= Lunch Poems =

1964 Book by Frank O'Hara

First edition

Lunch Poems is a book of poetry by Frank O'Hara published in 1964 by Lawrence Ferlinghetti’s City Lights, number 19 in their Pocket Poets series. The collection was commissioned by Ferlinghetti as early as 1959, but O'Hara delayed in completing it. Ferlinghetti would badger O'Hara with questions like, "How about lunch? I'm hungry." "Cooking", O'Hara would reply. O'Hara enlisted the help of Donald Allen who had published O'Hara's poems in New American Poetry in 1960. Allen says in his introduction to The Collected Poems of Frank O’Hara, “Between 1960 and 1964 O’Hara and I worked intermittently at compiling Lunch Poems, which in the end became a selection of work dating from 1953 to 1964.”

The poems in this collection contain O'Hara's characteristically breezy tone, containing spontaneous reactions to things happening in the moment. Many of them appear to have been written on O'Hara's lunch hour. The poems contain numerous references to pop culture and literary figures, New York locations, and O'Hara's friends. One common theme is a desire for personal connection, whether the one on one connection of two friends or two lovers or a broader connection to strangers, in the face of tragedy, for example. The following are examples of this:

“A Step Away From Them” begins, “It’s my lunch hour, so I go / for a walk among the hum-colored / cabs.” He references Edwin Denby, Federico Fellini, the Armory Show, and Pierre Reverdy, and New York locations like Juliet’s Corner and the Manhattan Storage Warehouse. He talks about his friends Jackson Pollock, John Latouche, and Bunny Lang who have died and says, “Is the earth as full as life was full, of them?”
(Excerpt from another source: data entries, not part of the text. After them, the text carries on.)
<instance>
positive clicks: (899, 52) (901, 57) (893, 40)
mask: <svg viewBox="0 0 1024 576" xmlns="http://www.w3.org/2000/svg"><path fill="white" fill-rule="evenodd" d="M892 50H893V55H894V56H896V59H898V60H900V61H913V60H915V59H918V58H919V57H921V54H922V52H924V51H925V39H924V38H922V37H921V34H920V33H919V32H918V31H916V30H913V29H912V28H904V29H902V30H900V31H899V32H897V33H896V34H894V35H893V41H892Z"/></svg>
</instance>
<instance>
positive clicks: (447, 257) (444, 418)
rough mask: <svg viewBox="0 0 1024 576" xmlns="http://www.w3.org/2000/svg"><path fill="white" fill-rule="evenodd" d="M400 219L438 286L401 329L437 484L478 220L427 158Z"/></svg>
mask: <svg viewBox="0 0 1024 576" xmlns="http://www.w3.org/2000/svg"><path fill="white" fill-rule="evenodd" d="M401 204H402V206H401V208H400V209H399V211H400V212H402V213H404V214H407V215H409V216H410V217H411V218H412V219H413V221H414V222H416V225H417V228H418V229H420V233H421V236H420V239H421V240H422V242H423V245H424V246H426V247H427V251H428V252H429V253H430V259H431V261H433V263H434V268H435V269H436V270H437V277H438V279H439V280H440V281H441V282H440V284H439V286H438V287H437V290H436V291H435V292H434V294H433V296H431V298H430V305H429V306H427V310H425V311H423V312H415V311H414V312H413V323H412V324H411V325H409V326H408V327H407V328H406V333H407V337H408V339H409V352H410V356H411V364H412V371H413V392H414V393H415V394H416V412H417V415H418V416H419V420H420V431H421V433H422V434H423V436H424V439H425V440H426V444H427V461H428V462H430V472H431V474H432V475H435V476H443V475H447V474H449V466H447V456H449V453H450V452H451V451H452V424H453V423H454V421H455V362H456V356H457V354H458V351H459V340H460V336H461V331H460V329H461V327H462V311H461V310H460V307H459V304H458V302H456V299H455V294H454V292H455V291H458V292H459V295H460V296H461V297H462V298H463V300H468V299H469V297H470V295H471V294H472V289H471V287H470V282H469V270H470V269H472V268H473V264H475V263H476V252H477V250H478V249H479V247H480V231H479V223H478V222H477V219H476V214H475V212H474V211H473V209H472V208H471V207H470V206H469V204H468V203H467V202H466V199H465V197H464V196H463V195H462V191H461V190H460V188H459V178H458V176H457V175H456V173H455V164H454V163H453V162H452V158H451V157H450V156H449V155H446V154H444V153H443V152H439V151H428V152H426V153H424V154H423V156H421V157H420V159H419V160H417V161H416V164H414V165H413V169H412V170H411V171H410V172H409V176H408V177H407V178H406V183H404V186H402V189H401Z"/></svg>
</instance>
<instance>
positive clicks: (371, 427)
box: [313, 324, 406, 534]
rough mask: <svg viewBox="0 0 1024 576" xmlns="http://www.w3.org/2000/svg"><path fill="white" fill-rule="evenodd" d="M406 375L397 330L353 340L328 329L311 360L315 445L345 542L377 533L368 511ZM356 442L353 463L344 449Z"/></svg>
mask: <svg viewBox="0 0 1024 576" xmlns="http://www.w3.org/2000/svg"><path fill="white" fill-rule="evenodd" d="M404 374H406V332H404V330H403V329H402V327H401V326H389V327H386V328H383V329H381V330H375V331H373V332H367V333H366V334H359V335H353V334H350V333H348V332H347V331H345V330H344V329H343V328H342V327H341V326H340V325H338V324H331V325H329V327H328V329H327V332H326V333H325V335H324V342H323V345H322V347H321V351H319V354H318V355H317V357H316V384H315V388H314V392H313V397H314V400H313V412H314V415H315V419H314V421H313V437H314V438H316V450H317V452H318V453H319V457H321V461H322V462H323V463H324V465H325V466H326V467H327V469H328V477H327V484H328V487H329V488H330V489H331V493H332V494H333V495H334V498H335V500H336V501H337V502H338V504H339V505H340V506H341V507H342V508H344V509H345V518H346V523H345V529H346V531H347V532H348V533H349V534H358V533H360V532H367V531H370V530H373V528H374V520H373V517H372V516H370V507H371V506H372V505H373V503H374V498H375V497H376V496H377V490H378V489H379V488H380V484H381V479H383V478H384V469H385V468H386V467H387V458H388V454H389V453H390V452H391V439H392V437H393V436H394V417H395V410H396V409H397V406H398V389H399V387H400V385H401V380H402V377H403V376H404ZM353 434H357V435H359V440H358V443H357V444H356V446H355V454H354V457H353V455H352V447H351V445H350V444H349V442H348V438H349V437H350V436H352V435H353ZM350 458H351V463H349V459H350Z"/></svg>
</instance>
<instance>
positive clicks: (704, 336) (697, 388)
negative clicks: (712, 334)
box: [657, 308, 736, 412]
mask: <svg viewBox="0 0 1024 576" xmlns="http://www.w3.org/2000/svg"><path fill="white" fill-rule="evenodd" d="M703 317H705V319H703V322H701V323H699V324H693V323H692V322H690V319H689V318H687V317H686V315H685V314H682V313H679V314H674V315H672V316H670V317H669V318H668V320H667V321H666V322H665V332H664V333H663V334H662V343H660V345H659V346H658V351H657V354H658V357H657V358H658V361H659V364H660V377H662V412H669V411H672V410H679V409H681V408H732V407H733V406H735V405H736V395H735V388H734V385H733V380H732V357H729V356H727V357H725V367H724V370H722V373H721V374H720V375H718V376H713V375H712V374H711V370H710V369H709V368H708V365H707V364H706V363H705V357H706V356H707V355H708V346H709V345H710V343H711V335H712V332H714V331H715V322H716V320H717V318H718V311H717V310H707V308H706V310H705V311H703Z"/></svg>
“The Day Lady Died” begins, “It is 12:20 in New York a Friday / three days after Bastille day, yes / it is 1959 and I go get a shoeshine.” In the poem, he references Paul Verlaine, New World Writing, Brendan Behan, Jean Genet’s plays The Balcony and The Blacks and New York locations like the Golden Griffin and the Ziegfeld Theatre. At the end of the poem, he discovers that Billie Holiday is dead and remembers having heard her sing, recalling that “she whispered a song along the keyboard / and everyone and I stopped breathing.”

“Personal Poem” begins, “Now when I walk around at lunchtime / I have only two charms in my pocket.” It is about O’Hara’s conversation with LeRoi Jones about Miles Davis, Lionel Trilling, Henry James, and Herman Melville. At the end, he says, “I wonder if one person out of the 8,000,000 is thinking of me.”

A 50th Anniversary Edition of Lunch Poems was released in 2014 (City Lights Publishers.)